Kesedihan terpancar dari raut wajah Yusra. Sesekali dia tak kuasa menahan air matanya sambil memeluk ibunda yang setia menemani di sampingnya. mdk |
BADANNYA terbujur kaku dan diselimuti kain merah jambu. Matanya tertutup rapat, sama sekali tak mau melihat orang orang di sekitar. Hanya sesekali ia terbelalak, menatap hampa langit-langit dan dinding kamar. Dari raut wajahnya, wanita itu tampak sedang menanggung beban kesedihan yang teramat sangat, tak ada sepatah kata pun, juga gelak tawa.

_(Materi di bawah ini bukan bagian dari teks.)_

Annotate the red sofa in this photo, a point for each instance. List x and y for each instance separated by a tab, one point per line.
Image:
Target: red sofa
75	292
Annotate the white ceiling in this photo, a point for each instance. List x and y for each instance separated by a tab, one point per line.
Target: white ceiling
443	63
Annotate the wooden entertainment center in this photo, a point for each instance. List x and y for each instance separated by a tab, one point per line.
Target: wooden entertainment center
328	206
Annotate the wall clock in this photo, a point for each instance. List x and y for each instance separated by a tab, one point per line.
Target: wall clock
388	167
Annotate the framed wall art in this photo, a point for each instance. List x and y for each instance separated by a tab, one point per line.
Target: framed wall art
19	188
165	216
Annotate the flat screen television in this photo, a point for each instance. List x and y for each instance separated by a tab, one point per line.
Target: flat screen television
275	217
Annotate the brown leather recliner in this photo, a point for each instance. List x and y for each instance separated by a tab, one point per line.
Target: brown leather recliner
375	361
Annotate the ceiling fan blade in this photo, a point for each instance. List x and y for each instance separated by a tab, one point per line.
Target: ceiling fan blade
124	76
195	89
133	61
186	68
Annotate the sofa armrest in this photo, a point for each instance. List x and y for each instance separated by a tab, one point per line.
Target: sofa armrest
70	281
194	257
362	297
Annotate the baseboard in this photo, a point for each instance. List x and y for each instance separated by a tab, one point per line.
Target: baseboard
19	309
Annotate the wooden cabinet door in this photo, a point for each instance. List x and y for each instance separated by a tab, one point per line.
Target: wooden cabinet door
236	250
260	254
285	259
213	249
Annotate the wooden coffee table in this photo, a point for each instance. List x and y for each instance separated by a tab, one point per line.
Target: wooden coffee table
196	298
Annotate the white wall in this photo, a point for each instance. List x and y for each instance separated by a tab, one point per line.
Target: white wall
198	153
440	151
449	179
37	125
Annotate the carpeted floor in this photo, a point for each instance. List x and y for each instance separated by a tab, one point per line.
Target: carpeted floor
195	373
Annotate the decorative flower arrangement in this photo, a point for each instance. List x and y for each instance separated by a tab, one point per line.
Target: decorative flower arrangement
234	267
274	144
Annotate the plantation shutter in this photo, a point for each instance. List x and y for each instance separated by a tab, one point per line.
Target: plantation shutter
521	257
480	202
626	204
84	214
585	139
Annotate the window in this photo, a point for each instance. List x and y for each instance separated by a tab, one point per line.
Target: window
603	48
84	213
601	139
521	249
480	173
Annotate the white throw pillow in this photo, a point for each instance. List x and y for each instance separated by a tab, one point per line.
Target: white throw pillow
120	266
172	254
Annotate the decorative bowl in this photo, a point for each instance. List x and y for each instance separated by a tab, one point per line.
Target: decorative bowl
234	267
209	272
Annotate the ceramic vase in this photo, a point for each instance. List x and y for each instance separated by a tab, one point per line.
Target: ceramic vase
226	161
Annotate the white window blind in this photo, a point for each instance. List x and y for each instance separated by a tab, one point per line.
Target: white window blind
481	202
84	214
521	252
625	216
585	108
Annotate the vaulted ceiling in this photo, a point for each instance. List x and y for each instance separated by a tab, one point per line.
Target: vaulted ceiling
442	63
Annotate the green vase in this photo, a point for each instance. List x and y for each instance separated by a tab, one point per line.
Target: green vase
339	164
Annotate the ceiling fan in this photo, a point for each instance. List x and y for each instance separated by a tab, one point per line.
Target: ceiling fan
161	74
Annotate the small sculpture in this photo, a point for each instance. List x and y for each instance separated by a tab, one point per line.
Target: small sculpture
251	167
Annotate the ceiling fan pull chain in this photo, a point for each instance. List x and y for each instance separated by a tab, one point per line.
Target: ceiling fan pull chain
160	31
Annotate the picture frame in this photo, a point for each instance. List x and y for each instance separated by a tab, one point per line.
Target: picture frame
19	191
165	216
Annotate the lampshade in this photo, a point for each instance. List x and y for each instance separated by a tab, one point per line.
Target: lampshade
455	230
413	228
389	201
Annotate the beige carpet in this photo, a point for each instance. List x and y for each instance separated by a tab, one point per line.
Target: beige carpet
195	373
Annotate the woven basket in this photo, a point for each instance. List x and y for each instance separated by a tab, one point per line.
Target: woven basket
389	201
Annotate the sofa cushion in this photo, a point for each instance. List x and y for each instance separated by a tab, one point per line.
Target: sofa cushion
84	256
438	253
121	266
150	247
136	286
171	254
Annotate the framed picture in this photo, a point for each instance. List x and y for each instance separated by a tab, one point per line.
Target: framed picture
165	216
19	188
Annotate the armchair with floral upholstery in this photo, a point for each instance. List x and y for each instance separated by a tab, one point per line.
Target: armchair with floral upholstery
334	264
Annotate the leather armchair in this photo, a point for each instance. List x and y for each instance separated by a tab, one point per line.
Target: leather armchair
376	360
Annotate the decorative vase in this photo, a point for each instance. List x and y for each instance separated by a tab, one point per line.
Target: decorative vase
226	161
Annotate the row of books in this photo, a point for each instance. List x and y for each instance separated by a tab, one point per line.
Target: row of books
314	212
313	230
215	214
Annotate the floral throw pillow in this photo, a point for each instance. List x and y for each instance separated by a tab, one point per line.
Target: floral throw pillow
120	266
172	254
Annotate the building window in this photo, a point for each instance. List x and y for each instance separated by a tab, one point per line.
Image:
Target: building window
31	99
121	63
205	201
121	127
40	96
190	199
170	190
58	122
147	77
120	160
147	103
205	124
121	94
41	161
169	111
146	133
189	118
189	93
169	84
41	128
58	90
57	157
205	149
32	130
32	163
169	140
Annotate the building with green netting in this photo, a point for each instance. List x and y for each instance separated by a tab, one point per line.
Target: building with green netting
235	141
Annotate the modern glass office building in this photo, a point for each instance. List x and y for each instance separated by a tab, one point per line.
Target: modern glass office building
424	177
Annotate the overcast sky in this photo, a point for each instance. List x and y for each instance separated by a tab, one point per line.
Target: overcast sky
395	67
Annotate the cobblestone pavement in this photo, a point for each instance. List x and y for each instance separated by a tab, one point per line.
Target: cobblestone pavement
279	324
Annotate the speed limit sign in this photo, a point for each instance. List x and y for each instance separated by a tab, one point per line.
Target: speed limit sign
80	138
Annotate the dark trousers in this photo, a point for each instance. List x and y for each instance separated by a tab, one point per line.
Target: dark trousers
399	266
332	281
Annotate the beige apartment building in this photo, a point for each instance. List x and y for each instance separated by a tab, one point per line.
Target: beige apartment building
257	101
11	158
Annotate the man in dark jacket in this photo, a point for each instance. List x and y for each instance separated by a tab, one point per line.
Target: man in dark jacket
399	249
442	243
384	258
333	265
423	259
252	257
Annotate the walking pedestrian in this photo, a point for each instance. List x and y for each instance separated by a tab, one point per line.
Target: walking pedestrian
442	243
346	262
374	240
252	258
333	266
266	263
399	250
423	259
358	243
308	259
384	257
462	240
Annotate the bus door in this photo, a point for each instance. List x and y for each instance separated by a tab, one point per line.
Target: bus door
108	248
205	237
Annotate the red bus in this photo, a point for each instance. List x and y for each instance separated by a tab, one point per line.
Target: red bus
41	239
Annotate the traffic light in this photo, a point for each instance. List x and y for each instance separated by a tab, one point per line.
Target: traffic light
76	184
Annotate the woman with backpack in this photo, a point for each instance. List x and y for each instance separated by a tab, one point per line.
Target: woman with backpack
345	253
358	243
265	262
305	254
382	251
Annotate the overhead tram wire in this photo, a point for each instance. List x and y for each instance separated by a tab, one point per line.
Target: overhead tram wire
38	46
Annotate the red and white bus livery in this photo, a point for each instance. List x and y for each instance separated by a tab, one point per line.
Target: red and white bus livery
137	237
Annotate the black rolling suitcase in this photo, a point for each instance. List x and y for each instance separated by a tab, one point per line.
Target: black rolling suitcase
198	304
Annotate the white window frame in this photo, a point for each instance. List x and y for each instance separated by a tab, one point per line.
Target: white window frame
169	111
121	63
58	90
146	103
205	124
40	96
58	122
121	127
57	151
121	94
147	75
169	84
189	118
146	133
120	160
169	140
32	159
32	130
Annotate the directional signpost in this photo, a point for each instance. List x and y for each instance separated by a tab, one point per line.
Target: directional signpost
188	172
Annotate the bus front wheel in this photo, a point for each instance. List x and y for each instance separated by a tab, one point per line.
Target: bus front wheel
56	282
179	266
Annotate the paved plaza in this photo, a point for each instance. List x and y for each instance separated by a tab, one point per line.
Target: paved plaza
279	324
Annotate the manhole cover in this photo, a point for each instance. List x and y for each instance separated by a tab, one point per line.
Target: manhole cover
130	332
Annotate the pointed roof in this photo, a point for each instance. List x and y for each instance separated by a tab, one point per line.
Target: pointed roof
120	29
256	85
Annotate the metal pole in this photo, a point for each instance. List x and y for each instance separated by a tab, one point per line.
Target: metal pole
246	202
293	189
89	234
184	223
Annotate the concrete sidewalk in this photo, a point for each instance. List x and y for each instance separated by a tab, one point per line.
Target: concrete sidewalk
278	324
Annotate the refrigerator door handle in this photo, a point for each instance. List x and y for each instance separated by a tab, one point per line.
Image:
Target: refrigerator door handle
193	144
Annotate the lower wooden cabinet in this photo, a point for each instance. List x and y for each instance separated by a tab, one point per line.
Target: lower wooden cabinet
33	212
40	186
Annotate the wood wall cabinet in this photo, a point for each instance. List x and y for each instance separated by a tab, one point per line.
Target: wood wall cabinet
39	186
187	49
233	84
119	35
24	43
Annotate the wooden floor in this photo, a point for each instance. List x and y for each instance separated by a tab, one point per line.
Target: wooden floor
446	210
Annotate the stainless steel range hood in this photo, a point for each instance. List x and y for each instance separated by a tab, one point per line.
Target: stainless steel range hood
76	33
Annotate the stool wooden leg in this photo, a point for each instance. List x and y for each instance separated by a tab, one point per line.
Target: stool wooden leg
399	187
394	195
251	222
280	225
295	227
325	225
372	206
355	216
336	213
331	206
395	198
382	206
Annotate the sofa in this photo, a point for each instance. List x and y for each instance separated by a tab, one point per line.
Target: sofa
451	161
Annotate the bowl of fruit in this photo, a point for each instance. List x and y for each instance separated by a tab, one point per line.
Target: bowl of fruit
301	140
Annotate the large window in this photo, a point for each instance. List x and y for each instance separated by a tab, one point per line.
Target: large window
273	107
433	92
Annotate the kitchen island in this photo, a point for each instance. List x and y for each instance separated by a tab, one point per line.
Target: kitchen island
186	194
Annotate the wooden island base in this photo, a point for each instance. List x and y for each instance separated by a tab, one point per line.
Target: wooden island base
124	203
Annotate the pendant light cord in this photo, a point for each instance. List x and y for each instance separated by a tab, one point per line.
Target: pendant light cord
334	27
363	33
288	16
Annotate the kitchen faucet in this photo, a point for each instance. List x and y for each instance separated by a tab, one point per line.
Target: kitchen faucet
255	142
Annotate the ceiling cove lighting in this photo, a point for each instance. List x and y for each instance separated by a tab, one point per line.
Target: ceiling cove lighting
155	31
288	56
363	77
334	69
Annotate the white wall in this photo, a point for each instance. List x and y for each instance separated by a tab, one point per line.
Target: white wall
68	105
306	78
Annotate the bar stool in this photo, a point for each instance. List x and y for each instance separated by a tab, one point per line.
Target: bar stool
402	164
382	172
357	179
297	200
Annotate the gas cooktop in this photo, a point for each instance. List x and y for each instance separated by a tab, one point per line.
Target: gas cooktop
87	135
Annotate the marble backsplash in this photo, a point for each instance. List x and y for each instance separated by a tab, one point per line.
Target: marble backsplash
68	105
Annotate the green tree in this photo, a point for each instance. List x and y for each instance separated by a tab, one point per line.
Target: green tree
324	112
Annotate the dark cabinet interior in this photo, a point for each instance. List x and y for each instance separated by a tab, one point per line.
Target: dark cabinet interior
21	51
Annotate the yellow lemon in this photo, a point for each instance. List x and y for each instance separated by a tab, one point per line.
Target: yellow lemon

Yusra Fitriani (31), wanita yang sedianya kemarin menerima janji suci dari seorang pemuda yang jadi pujaan hatinya bernama Suharnas (31). Namun, rencana bahagia itu tidak terwujud. Pemuda yang akan memperistrinya tiba-tiba saja pergi meninggalkan Fitri--panggilan Yusra Fitriani-- untuk selama-lamanya.
Suharnas dipanggil Sang Khalik dalam musibah gempa berkekuatan 6,4 skala Richter (SR) yang mengguncang kawasan Pidie Jaya sekitarnya, Rabu (7/12) menjelang subuh. Suharnas meninggal akibat tertimbun reruntuhan bangunan rumah toko (ruko) miliknya di pusat kota Meureudu, akibat gempa yang menghentak pagi buta itu.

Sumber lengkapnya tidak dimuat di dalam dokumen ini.